Outre les armes, les troupes recevaient un ensemble de vêtements, des sandales, une couverture et quelques denrées alimentaires telles que du maïs, des poivrons et des feuilles de coca. Les soldats revêtaient leurs plus beaux atours pour le combat, comme des coiffes extravagantes en plumes et des cuirasses en argent ou en cuivre bruni. Les soldats pouvaient également porter des décorations de leurs escapades précédentes, comme des colliers faits de dents d'ennemis et des médaillons en cuivre ou en argent donnés en récompense par leurs commandants.
Stratégies
La grande force des Incas dans la guerre n'était pas la supériorité technologique ou de meilleures tactiques de combat que l'ennemi, mais leur grande préparation et le fait de frapper l'ennemi par leur très grand nombre. Avant la bataille, cependant, il était courant d'envoyer des messagers à l'ennemi pour lui proposer des conditions de reddition favorables et promettre des récompenses aux chefs qui seraient autorisés à conserver leur position de pouvoir. En outre, la communauté ne serait pas dépouillée de toutes ses ressources tant qu'elle prêterait allégeance au roi inca, accepterait le dieu soleil inca Inti comme divinité suprême et offrirait des tributs réguliers en biens et en travail. Une énorme partie de la haute vallée du Mantaro fut conquise de cette manière sans aucune effusion de sang.
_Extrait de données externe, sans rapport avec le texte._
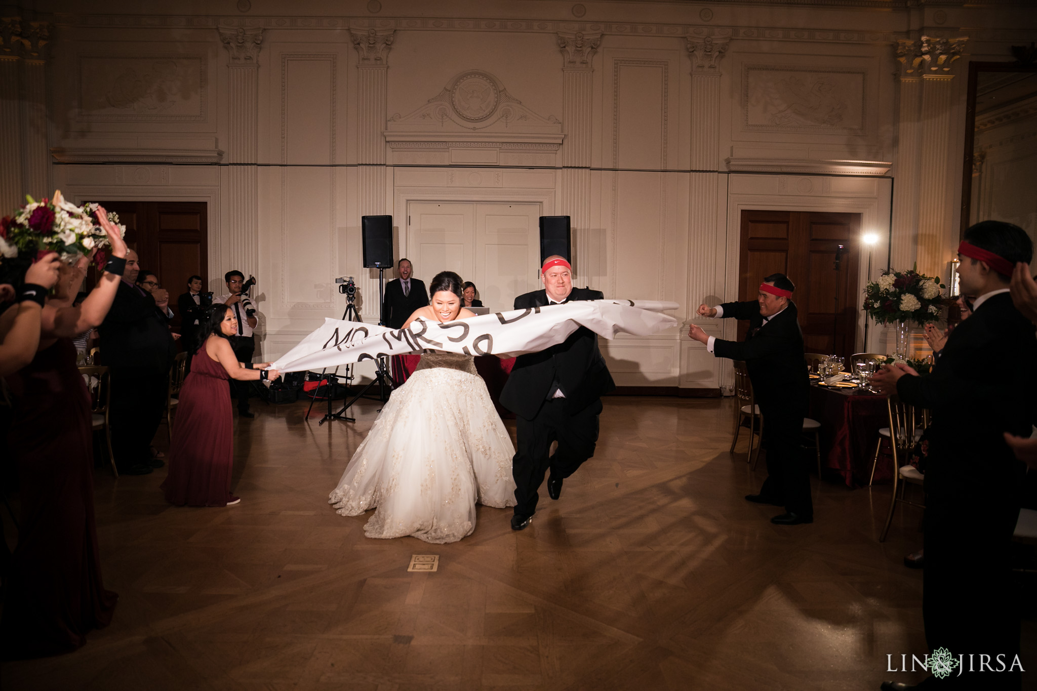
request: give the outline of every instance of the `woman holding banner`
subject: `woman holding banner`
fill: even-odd
[[[463,282],[443,271],[428,307],[404,324],[468,319]],[[475,371],[472,355],[425,351],[414,374],[382,409],[328,500],[342,516],[374,515],[368,538],[413,536],[457,542],[475,529],[476,502],[514,506],[514,448]]]

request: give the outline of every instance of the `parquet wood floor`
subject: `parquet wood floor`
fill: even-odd
[[[925,652],[919,514],[877,536],[889,487],[814,483],[778,527],[730,400],[609,398],[596,457],[541,488],[532,526],[480,507],[452,545],[369,540],[327,503],[376,415],[237,423],[226,509],[166,505],[165,469],[96,477],[113,624],[78,653],[7,664],[4,689],[870,689]],[[513,425],[511,425],[513,434]],[[160,438],[164,436],[164,428]],[[439,554],[436,573],[408,573]],[[916,674],[914,679],[920,675]],[[899,675],[913,681],[910,675]]]

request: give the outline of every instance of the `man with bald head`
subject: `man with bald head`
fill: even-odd
[[[540,268],[543,290],[515,298],[514,309],[551,309],[572,300],[604,299],[600,291],[572,287],[572,266],[554,255]],[[515,413],[518,447],[511,463],[515,512],[511,529],[526,528],[536,512],[537,490],[548,478],[548,495],[561,496],[562,481],[594,455],[601,395],[613,388],[612,375],[597,348],[597,335],[581,326],[569,338],[540,352],[520,355],[501,392],[501,405]],[[558,449],[551,454],[551,442]]]
[[[137,285],[140,260],[127,253],[112,308],[97,332],[101,358],[111,372],[112,453],[121,474],[145,474],[163,462],[150,445],[166,403],[176,346],[169,334],[169,293]]]

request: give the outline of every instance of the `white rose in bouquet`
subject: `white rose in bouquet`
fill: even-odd
[[[904,293],[900,297],[900,311],[901,312],[914,312],[922,307],[922,304],[918,301],[918,298],[910,293]]]

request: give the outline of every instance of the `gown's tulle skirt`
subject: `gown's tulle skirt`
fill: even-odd
[[[456,542],[475,502],[513,507],[514,448],[482,379],[419,369],[393,392],[328,502],[342,516],[376,508],[368,538]]]

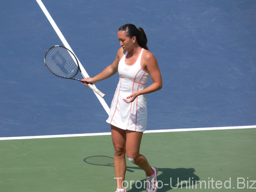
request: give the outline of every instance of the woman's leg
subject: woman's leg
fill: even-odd
[[[153,172],[146,157],[140,154],[143,132],[126,130],[126,151],[129,160],[144,170],[147,175]]]
[[[114,167],[117,188],[122,188],[122,182],[125,180],[126,163],[125,161],[125,130],[111,125],[112,142],[115,149]]]

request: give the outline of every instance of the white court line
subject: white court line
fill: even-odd
[[[69,44],[67,43],[67,41],[66,40],[66,39],[64,37],[63,35],[62,35],[62,33],[61,33],[61,32],[59,29],[58,27],[58,26],[55,23],[55,22],[52,19],[52,17],[50,15],[50,14],[48,12],[48,11],[46,9],[46,7],[44,6],[44,5],[43,3],[41,1],[41,0],[36,0],[37,2],[38,5],[39,5],[39,6],[40,6],[40,7],[41,8],[42,11],[43,11],[43,12],[44,12],[44,15],[45,15],[45,16],[46,16],[46,17],[47,17],[47,18],[48,19],[50,23],[52,25],[52,27],[53,27],[53,29],[54,29],[55,31],[57,33],[57,34],[59,36],[60,39],[61,39],[61,40],[62,42],[62,43],[63,44],[63,45],[64,45],[64,46],[65,47],[67,47],[69,49],[70,49],[70,51],[71,51],[74,53],[74,54],[75,54],[75,53],[72,50],[72,49],[71,49],[71,48]],[[76,58],[77,58],[77,57],[76,57]],[[84,67],[83,67],[83,66],[80,63],[80,61],[79,60],[78,58],[77,58],[77,60],[78,61],[78,63],[79,63],[80,70],[81,70],[81,73],[82,73],[82,76],[83,76],[84,78],[85,78],[86,77],[89,77],[89,76],[88,75],[88,73],[87,73],[87,72],[86,72],[86,71],[84,69]],[[94,85],[93,85],[93,86],[95,86]],[[109,114],[109,111],[110,111],[110,109],[108,106],[108,105],[106,103],[106,102],[105,101],[104,99],[103,98],[102,98],[96,93],[94,92],[94,93],[95,93],[95,95],[96,95],[96,96],[98,98],[98,99],[99,100],[99,102],[100,102],[100,103],[102,105],[102,106],[104,108],[104,109],[105,109],[105,111],[106,111],[107,113],[108,114]]]
[[[159,130],[145,131],[145,133],[165,133],[170,132],[191,131],[195,131],[224,130],[228,129],[240,129],[256,128],[256,125],[237,126],[234,127],[220,127],[203,128],[188,128],[186,129],[161,129]],[[25,140],[29,139],[46,139],[49,138],[71,137],[76,137],[96,136],[100,135],[110,135],[111,133],[96,133],[81,134],[69,134],[56,135],[41,135],[39,136],[12,137],[0,137],[1,140]]]

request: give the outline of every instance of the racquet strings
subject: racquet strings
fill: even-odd
[[[73,56],[72,56],[72,55]],[[62,47],[54,47],[48,51],[45,63],[54,74],[61,77],[73,77],[78,72],[78,66],[72,53]]]

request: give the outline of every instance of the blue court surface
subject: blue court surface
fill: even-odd
[[[255,0],[42,2],[90,76],[115,59],[121,26],[144,29],[163,83],[148,130],[256,125]],[[0,0],[0,137],[110,132],[93,92],[45,67],[63,44],[35,0]],[[118,81],[96,85],[108,106]]]

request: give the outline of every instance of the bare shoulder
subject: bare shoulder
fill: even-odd
[[[126,51],[124,51],[122,47],[120,47],[120,49],[118,49],[118,51],[117,51],[117,56],[119,58],[119,59],[121,59],[121,58],[125,54],[125,52]]]
[[[145,49],[142,55],[142,67],[148,70],[154,66],[157,66],[157,61],[154,55],[149,51]]]
[[[145,49],[142,55],[143,59],[146,62],[156,61],[155,56],[153,53],[148,50]]]

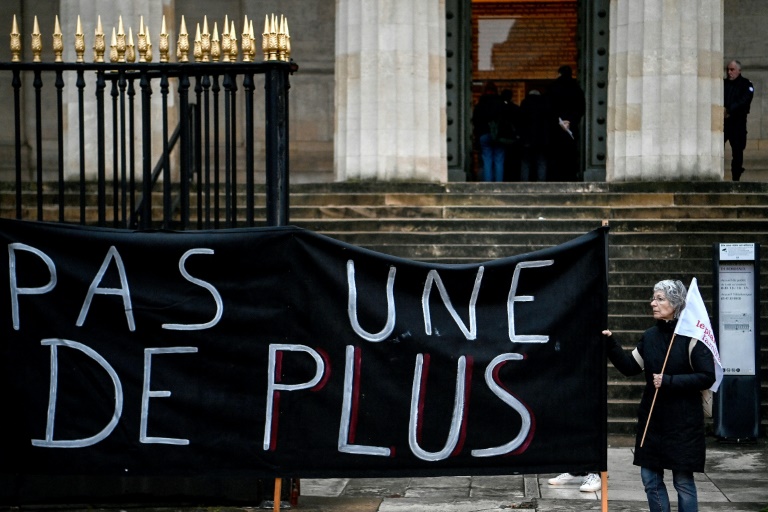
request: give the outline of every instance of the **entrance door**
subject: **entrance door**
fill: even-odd
[[[605,179],[608,0],[447,0],[446,9],[450,179],[477,178],[471,116],[483,85],[493,80],[519,105],[531,90],[546,91],[562,65],[586,95],[579,175]]]

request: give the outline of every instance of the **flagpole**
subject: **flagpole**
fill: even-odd
[[[664,356],[664,364],[661,365],[661,374],[664,375],[664,369],[667,367],[667,359],[669,359],[669,352],[672,350],[672,343],[675,342],[675,336],[677,336],[677,333],[674,333],[672,335],[672,339],[669,341],[669,347],[667,348],[667,355]],[[651,424],[651,414],[653,414],[653,406],[656,405],[656,396],[659,394],[659,388],[656,388],[656,392],[653,394],[653,402],[651,402],[651,410],[648,411],[648,419],[645,421],[645,430],[643,430],[643,438],[640,440],[640,448],[643,447],[643,443],[645,442],[645,434],[648,433],[648,425]]]

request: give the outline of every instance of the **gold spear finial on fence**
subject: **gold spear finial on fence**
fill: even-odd
[[[224,15],[224,25],[222,27],[221,31],[221,53],[222,53],[222,61],[229,62],[229,49],[230,49],[230,43],[229,43],[229,16],[226,14]]]
[[[149,37],[149,25],[144,27],[144,38],[147,40],[147,51],[144,52],[144,60],[152,62],[152,38]]]
[[[211,37],[211,60],[219,62],[221,56],[221,42],[219,41],[219,25],[213,22],[213,37]]]
[[[85,34],[83,34],[83,24],[80,23],[80,15],[77,15],[77,27],[75,28],[75,60],[77,62],[84,62],[85,59]]]
[[[125,60],[136,62],[136,46],[133,44],[133,30],[128,27],[128,44],[125,46]]]
[[[285,60],[291,60],[291,33],[288,31],[288,18],[285,18]]]
[[[208,62],[211,54],[211,33],[208,31],[208,15],[203,16],[203,33],[200,40],[200,50],[203,53],[203,62]]]
[[[269,20],[269,60],[277,60],[277,18],[273,14]]]
[[[237,62],[237,32],[234,21],[230,23],[229,28],[229,60]]]
[[[61,39],[61,25],[59,25],[59,15],[57,14],[53,21],[53,61],[62,62],[61,54],[64,52],[64,43]]]
[[[104,50],[106,50],[104,41],[104,28],[101,26],[101,16],[96,21],[96,32],[93,38],[93,61],[104,62]]]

En revanche, si l'ennemi insistait pour se battre, les Incas mobilisaient leur supériorité numérique, anéantissaient sans pitié l'armée adverse et déportaient un maximum de la population conquise, effaçant ainsi la ville des archives archéologiques. Parmi les régions traitées de cette manière, citons Tunanmarca, Canete et le peuple Cayambe en Équateur. Les régions, comme autour du lac Titicaca, qui firent preuve de rébellion à plusieurs reprises, furent pacifiées de l'intérieur en y transférant des populations favorables aux Incas.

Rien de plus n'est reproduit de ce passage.